If you must compile somewhere else, I think your best chance of success is to set up a machine that closely matches the target machine in terms of software configuration aspects (compiler toolchain, libraries, etc.)

You can spin up a CUDA development docker container on your Ubuntu machine, that could closely match the target, and compile that way.

I will check what version of GCC is there and get hold of a local CUDA installation tomorrow!
There is nothing in the code that requires the latest SDK release anyway.
Thanks for the simplest solution!

I managed to install CUDA 7.5 and it compiles stuff without issues. Well, most stuff.

My actual program uses C++ regular expressions functions to parse some text, and I have to compile with -std=c++0x. If I just call g++ with this flag, it will do without problems. But nvcc doesn’t like it and says:

nvcc fatal   : Value 'c++0x' is not defined for option 'std'

I was searching around and people seem to have experienced the same, and some of them fixed by exporting CXX = g++ (on Ubuntu/CentOS discussions). If I do it, then nvcc outputs a bunch of arcane errors.
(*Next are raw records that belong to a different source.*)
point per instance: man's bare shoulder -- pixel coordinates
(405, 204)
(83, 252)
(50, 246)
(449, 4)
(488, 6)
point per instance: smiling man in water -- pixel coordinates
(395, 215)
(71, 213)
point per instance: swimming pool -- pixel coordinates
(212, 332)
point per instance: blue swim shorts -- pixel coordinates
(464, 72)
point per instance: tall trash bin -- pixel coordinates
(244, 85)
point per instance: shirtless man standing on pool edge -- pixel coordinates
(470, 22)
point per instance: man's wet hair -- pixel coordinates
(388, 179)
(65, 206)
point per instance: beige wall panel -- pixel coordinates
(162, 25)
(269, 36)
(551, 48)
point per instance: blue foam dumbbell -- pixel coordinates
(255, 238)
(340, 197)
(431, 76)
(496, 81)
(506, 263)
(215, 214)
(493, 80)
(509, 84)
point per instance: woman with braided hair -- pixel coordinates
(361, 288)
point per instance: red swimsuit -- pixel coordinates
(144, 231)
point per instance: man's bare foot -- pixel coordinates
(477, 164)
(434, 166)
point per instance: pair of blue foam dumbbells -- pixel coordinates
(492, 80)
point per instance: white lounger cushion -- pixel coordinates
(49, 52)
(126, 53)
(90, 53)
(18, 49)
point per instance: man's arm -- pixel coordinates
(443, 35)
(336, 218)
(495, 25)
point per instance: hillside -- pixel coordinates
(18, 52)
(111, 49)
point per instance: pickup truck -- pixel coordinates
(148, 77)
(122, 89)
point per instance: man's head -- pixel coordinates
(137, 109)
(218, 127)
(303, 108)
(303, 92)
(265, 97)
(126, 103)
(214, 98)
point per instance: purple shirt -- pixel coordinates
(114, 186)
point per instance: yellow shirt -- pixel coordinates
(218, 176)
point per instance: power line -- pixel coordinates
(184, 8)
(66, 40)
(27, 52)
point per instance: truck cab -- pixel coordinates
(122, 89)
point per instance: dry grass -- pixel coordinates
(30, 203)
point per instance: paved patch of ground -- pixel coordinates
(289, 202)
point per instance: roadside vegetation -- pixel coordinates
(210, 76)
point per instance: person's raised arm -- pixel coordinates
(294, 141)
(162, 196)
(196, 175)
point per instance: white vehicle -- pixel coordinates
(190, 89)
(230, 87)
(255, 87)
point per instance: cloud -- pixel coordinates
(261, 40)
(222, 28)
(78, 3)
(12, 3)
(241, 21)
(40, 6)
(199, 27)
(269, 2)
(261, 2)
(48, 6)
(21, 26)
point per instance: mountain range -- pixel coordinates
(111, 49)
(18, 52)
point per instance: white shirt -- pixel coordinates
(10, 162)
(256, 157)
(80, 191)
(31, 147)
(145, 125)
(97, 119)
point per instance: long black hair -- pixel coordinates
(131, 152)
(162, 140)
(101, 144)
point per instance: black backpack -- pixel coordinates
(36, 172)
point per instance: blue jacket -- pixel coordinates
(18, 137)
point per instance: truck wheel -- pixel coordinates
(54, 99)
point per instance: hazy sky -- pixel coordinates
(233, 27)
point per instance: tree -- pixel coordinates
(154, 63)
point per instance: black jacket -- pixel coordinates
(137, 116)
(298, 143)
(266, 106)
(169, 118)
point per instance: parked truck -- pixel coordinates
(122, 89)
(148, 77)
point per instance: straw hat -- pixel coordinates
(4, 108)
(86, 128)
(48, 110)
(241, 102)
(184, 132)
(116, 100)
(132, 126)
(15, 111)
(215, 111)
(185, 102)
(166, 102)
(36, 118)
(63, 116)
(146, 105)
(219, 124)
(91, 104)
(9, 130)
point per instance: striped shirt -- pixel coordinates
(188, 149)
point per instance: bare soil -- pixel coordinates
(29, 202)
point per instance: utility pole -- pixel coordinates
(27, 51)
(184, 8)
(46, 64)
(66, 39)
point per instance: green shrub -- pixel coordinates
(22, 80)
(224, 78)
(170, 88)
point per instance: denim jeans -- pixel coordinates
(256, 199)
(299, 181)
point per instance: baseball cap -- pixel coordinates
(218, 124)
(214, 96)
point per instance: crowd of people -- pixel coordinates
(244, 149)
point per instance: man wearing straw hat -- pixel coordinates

Is it something with CUDA 7.5 nvcc? The gcc version of RHEL 6.x is 4.4.7.

======== EDIT =========

I get the same error from nvcc when using CUDA 9.1 (all 3 patches applied) on a RHEL 6.10 with GCC 4.4.7 (machine with R390.75 driver installed).

======== EDIT 2 =========

After reading here, https://devtalk.nvidia.com/default/topic/973179/cuda-8-support-for-c-14-windows-linux/, the case seems to be a clear split between host and device code. Right now I have a .cu file with all the host functions and global kernels, that I call from the main program .cu file.
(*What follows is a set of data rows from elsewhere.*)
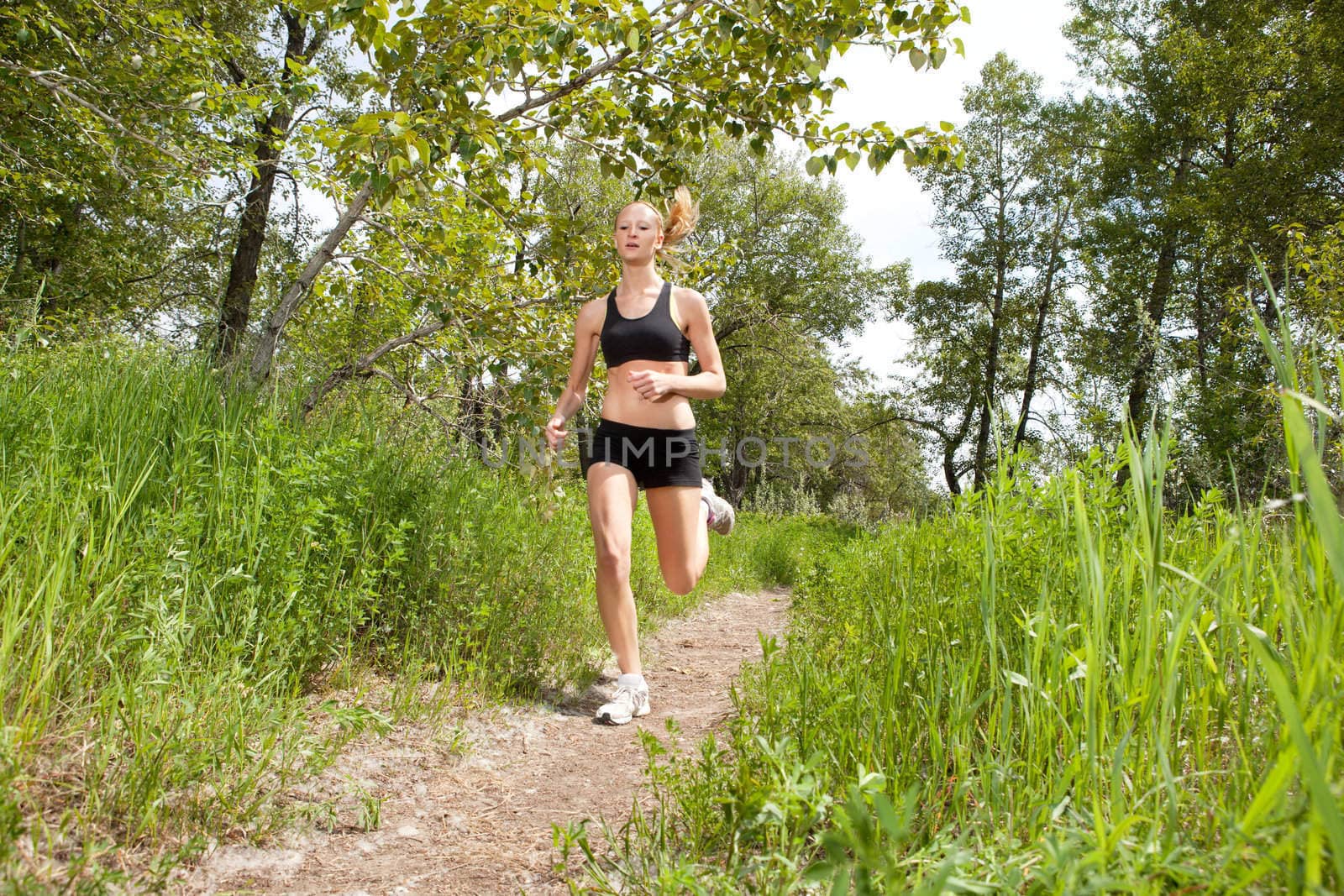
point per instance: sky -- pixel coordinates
(889, 211)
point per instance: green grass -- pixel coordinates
(185, 573)
(1059, 688)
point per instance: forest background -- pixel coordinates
(222, 392)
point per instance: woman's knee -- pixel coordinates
(680, 579)
(613, 557)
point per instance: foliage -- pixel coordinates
(1057, 688)
(181, 569)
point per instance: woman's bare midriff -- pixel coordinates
(624, 405)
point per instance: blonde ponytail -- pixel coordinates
(682, 215)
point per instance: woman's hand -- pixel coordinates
(651, 385)
(555, 432)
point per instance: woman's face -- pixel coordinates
(638, 233)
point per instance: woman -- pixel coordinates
(645, 437)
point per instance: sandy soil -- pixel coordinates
(470, 812)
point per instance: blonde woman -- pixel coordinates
(645, 437)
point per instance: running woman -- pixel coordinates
(645, 437)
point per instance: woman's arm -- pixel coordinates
(581, 367)
(710, 382)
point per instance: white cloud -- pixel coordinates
(889, 211)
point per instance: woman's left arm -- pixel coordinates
(710, 382)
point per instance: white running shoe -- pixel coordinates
(722, 516)
(629, 700)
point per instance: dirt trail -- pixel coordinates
(480, 822)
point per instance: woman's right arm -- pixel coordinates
(586, 329)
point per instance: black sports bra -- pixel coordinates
(654, 338)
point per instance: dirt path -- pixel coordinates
(477, 819)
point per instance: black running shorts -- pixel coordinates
(656, 457)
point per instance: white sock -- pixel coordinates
(632, 680)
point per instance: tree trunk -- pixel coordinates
(295, 295)
(992, 355)
(1038, 332)
(1156, 307)
(949, 449)
(235, 307)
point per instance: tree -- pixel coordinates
(991, 221)
(1221, 121)
(109, 127)
(291, 85)
(633, 85)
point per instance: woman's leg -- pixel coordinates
(612, 499)
(679, 517)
So it would be the case to place the kernels in a .cu file, the host stuff in a .cpp, main program in a .cpp, then try again? Or it is just a compiler version problem?

You could try:

nvcc -Xcompiler -std=c++0x …

I tried, but then instead of getting just that error message, it starts complaining about stl_iterator and other errors from the beyond.

I will do the host and device code segregation as suggested in that thread and see if g++ handles the c++0x dependency by itself instead of nvcc. Damn this …

The RHEL 6.10 had the 6.3.1-3 toolchain installed, so I just had to make it default.
nvcc compiled everything without any modification. I just had to use CUDA 9.1 instead of 7.5 (which doesn’t like 6.3.1), thus limiting the use to machines with the driver 390. 352 ones are out, but that’s life.